Exports to the Middle East and beyond are the focus of the latest co-operative formed under the Farming Together program.

Australian Beekeepers Co-operative is sourcing all types of premium table honey, including jellybush manuka honey, from private and public land in an area stretching from south-east Queensland to NSW’s northern rivers.

Highly prized manuka honey can retail at up to $400/kg overseas. The main buyer is a Brisbane-based firm, Natures Gold, which produces a range of premium health foods and manuka-based skin care products favoured by overseas buyers.

The co-op is working with the client and through a marketing arm, ABC Honey Pty Ltd, to ensure the Australian product matches international quality standards.

The co-op, initiated by 12 apiarists and a small group of investors was formally approved by the regulator in March. It held its formation meeting on March 21.

Administration manager Glenda Holowaty said: “Co-operatives are the building blocks of all great economic activity but particularly in primary production. They formalise loose partnerships and make them work for the benefit of all the members. We are getting up to two calls a week from people wanting to join our co-op.”

Glenda and her husband David (a co-op director) are beekeepers. Initial founder and foundation chairman is Latvian-born beekeeper Ugis Lauberts. Now living in Australia, he brings a lifetime of bee-keeping experience to the group.

The co-op structure allows the beekeepers to share in the profits from the whole chain right up to the end user. Forming a co-op and undertaking a joint venture with co-investors in the project has helped apiarists invest in technology.

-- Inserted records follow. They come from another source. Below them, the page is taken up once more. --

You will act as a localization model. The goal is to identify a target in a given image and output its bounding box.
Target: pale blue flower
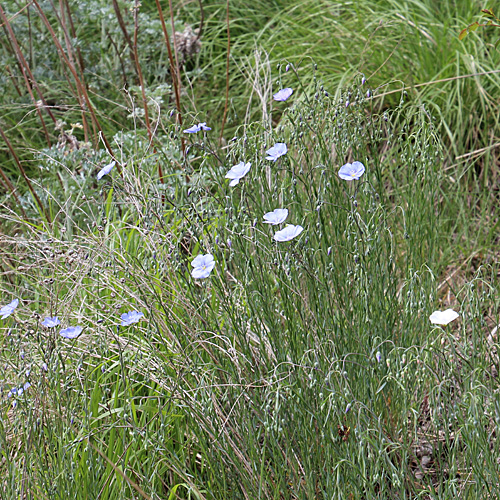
[184,122,212,134]
[191,253,215,279]
[42,316,61,328]
[120,311,144,326]
[339,161,365,181]
[266,142,288,161]
[97,161,116,180]
[59,325,83,339]
[225,161,252,186]
[264,208,288,226]
[273,87,293,101]
[0,299,19,319]
[274,224,304,241]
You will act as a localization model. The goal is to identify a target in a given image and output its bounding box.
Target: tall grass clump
[0,65,500,499]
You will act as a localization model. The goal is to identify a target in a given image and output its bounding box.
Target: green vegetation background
[0,0,500,499]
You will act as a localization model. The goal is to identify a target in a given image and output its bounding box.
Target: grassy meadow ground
[0,0,500,500]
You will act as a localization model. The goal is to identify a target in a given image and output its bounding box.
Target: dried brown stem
[0,127,51,223]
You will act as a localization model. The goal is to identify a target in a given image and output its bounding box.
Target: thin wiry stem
[219,0,231,141]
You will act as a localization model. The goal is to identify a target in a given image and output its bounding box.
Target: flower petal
[59,325,83,339]
[273,87,293,101]
[429,309,460,325]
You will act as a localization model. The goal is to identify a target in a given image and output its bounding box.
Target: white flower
[429,309,460,325]
[97,161,116,180]
[339,161,365,181]
[0,299,19,319]
[226,161,252,186]
[191,253,215,279]
[274,224,304,241]
[264,208,288,226]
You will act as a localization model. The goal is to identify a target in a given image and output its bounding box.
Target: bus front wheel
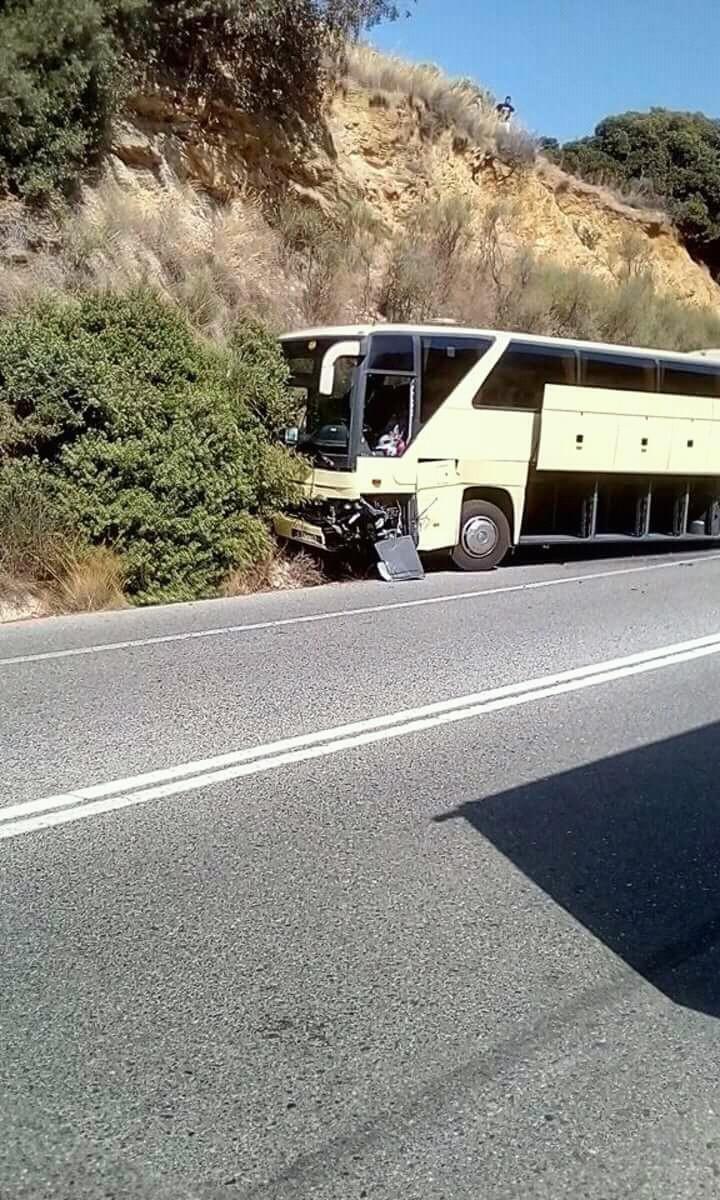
[452,500,510,571]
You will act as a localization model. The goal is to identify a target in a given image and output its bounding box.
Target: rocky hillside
[109,50,720,308]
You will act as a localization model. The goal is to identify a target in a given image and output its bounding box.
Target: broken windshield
[281,337,359,468]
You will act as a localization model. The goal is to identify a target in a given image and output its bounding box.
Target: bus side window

The co-op, through ABC Honey Pty Ltd and Natures Gold, recently co-invested in a stand-alone packing house Honeypack Pty Ltd, which has just installed a sophisticated honey aeration plant to secure a major supply contract, and is also offering packing services to all clients of the co-operative under their own labels. Future plans for the co-op include more throughput and introducing mobile extraction units, which are used extensively overseas but are an Australian-first.

Mrs Holowaty said: “The real beauty of the Farming Together program is not necessarily the money it saves farmers – but rather the incredible level of expertise the program brings.” Farming Together provided the co-op with the services of consultant Leanne Mathewson who helped secure the registration.

“In my opinion, the Farming Together program is one of the best initiatives that has come out of the current government – I simply can’t speak highly enough of what it has allowed us to achieve,” she said.

Farming Together program director Lorraine Gordon said: “The ABC Honey Co-op captures the spirit of this program – primary producers recognise the value of working collaboratively to achieve more than they would otherwise have thought possible.”